MILWAUKEE -- In Milwaukee, a different kind of campaign aimed at preventing the theft of vehicles has led to the recovery of more than 40 stolen cars. "Stop the Stollies" launched in January, and in June, with school out and hot temperatures, organizers said they know there's more work to be done.

If you drive along a city street, you just might come across a "stollie" - slang for a stolen car. Already in 2017, more than 2,000 vehicles have been reported stolen in Milwaukee.

"I seen a lot of youth get involved in a stolen car epidemic and I said 'we have to do something,'" Bianca Williams said.

That something was launching "Stop the Stollies" in January. Williams said the billboards feature a hotline people can call with tips about stolen vehicles.

"A lot of (people who call) don't trust the police, so they can call in to me and I will take down the information -- where the car is located, the car type and color and different things like that," Williams said.

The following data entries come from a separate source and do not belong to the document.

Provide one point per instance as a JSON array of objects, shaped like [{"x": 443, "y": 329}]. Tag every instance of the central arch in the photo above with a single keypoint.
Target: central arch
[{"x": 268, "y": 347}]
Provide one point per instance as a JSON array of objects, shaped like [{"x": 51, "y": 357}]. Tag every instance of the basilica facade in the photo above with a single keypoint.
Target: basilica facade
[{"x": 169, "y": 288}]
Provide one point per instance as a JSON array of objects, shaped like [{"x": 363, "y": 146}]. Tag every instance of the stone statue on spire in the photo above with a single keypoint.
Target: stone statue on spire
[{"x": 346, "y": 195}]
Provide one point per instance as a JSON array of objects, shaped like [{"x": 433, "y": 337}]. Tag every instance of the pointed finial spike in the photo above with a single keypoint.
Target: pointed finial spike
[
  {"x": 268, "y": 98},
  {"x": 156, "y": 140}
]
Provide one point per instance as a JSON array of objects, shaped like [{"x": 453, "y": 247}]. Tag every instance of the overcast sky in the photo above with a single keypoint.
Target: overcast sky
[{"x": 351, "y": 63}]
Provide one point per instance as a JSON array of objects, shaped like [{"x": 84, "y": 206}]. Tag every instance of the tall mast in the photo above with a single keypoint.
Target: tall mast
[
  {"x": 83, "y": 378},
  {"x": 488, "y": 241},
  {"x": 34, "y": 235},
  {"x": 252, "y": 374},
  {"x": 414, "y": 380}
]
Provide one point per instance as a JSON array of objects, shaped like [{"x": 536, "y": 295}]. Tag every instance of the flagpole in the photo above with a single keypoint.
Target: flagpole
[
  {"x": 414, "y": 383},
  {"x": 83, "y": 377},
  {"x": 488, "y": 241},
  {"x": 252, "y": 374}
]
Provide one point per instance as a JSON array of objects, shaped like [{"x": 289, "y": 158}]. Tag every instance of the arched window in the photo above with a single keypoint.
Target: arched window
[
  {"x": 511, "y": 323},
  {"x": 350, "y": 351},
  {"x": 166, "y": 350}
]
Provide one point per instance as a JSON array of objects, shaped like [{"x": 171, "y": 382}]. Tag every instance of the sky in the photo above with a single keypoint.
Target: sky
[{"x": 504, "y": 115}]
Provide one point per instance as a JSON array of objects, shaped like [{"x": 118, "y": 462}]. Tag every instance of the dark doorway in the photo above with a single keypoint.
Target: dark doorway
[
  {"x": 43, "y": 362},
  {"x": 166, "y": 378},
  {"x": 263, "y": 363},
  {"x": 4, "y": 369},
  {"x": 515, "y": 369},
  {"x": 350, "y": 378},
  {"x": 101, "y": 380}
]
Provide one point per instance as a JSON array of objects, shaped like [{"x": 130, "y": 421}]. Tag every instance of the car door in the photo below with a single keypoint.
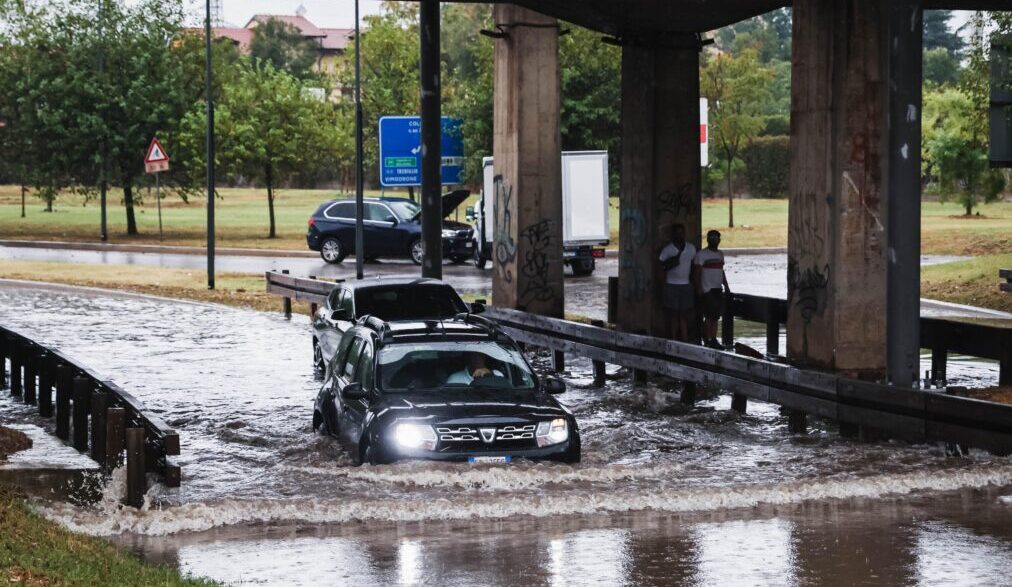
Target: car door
[
  {"x": 349, "y": 411},
  {"x": 381, "y": 236}
]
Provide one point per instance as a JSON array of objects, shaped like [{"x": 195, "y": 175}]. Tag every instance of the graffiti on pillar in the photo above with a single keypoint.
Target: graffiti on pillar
[
  {"x": 808, "y": 274},
  {"x": 633, "y": 237},
  {"x": 678, "y": 202},
  {"x": 536, "y": 239},
  {"x": 505, "y": 246}
]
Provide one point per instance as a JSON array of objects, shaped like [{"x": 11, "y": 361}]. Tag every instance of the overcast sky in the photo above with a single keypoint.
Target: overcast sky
[{"x": 336, "y": 13}]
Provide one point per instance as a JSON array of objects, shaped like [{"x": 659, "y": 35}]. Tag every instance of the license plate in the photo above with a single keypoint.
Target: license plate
[{"x": 500, "y": 459}]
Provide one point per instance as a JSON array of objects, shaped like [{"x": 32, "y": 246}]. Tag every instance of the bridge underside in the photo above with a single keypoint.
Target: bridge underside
[{"x": 854, "y": 220}]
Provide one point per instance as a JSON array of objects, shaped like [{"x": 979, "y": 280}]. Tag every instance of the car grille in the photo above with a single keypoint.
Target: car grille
[{"x": 469, "y": 438}]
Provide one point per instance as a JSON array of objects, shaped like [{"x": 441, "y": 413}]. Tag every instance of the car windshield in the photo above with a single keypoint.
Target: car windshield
[
  {"x": 452, "y": 365},
  {"x": 405, "y": 210},
  {"x": 409, "y": 303}
]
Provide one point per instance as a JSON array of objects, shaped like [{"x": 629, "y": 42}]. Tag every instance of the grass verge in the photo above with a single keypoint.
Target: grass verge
[
  {"x": 242, "y": 221},
  {"x": 34, "y": 551},
  {"x": 974, "y": 281}
]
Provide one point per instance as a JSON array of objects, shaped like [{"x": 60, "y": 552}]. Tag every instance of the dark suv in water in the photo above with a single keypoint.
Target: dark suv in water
[
  {"x": 392, "y": 228},
  {"x": 442, "y": 390},
  {"x": 386, "y": 299}
]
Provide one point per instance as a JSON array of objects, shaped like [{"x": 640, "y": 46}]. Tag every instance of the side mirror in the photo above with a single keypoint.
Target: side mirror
[
  {"x": 555, "y": 387},
  {"x": 353, "y": 392}
]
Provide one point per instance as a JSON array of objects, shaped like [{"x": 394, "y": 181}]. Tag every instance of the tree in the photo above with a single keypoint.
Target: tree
[
  {"x": 736, "y": 86},
  {"x": 269, "y": 130},
  {"x": 937, "y": 33},
  {"x": 282, "y": 46}
]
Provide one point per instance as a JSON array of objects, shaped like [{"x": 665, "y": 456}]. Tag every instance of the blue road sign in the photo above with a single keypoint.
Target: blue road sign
[{"x": 400, "y": 151}]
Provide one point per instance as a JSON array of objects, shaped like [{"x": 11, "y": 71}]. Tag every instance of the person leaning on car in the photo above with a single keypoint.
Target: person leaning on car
[
  {"x": 708, "y": 276},
  {"x": 676, "y": 259}
]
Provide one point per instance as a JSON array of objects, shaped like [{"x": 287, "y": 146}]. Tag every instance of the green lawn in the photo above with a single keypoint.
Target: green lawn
[{"x": 242, "y": 221}]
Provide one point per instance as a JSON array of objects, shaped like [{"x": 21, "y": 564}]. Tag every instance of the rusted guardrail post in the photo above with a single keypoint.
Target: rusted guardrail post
[
  {"x": 4, "y": 355},
  {"x": 30, "y": 371},
  {"x": 15, "y": 369},
  {"x": 82, "y": 395},
  {"x": 286, "y": 304},
  {"x": 46, "y": 378},
  {"x": 772, "y": 327},
  {"x": 115, "y": 437},
  {"x": 99, "y": 403},
  {"x": 599, "y": 370},
  {"x": 135, "y": 468},
  {"x": 65, "y": 388}
]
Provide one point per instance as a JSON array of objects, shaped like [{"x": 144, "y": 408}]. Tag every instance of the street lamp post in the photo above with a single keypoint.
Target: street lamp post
[
  {"x": 359, "y": 180},
  {"x": 211, "y": 153}
]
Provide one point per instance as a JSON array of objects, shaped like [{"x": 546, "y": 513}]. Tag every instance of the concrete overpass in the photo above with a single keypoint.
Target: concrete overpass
[{"x": 854, "y": 214}]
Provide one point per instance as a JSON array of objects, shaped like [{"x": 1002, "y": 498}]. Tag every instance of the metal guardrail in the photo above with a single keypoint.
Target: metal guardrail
[
  {"x": 92, "y": 413},
  {"x": 913, "y": 415}
]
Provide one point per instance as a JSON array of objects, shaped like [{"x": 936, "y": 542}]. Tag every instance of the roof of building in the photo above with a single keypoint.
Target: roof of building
[
  {"x": 338, "y": 38},
  {"x": 297, "y": 20}
]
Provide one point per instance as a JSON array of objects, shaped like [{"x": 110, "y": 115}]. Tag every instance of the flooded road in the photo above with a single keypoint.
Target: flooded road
[{"x": 665, "y": 495}]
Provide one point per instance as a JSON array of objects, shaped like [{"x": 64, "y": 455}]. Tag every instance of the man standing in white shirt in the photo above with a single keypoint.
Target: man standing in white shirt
[
  {"x": 676, "y": 259},
  {"x": 708, "y": 276}
]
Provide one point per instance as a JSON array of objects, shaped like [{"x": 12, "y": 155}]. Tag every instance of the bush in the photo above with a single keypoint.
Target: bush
[{"x": 767, "y": 166}]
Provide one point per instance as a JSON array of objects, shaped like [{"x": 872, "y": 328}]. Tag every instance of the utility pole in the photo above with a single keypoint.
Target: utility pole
[
  {"x": 359, "y": 180},
  {"x": 211, "y": 153}
]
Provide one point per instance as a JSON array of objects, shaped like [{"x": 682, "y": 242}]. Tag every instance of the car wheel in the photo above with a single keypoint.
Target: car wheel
[
  {"x": 479, "y": 258},
  {"x": 417, "y": 251},
  {"x": 583, "y": 267},
  {"x": 332, "y": 250},
  {"x": 318, "y": 363}
]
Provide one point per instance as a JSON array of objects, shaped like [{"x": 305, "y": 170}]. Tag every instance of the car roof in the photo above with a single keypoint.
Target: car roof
[{"x": 381, "y": 281}]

Milwaukee police confirmed officers in the seventh district are working with "Stop the Stollies" to act on those tips. It's a partnership meant to prevent tragedy.

In recent months, crashes involving stolen vehicles have claimed the lives of adults and children across the city.

Police said compared to this time last year, there have been about 500 fewer reports of stolen vehicles. So far, 2,091 cars have been reported stolen to Milwaukee Police in 2017. Through the same date in 2016, that number was 2,590. Those involved in the "Stop the Stollies" campaign said the decrease is nothing to celebrate."Every day of the week, we're gonna hear somebody either that has family member or has been a victim of someone in a stollie," Homer Blow, program director at WNOV-FM said.

"To the family of a victim of someone who was in a stollie, they don't wanna hear 'well it was 2,500 the year before and it's only 2,000 now,'" Blow said.

With school out, and the year's hottest temperatures taking hold, organizers said it's time to shift into the next gear. Williams had a simple message for those doing the stealing.

"I just wanna let them know there are people out here, organizations, that would like to help them and are willing to open up their doors for them," she said.

Williams said the group has also heard from 16 different teenagers who have admitted to either stealing a vehicle or riding in a stolen vehicle. She said she steers those individuals toward productive activities.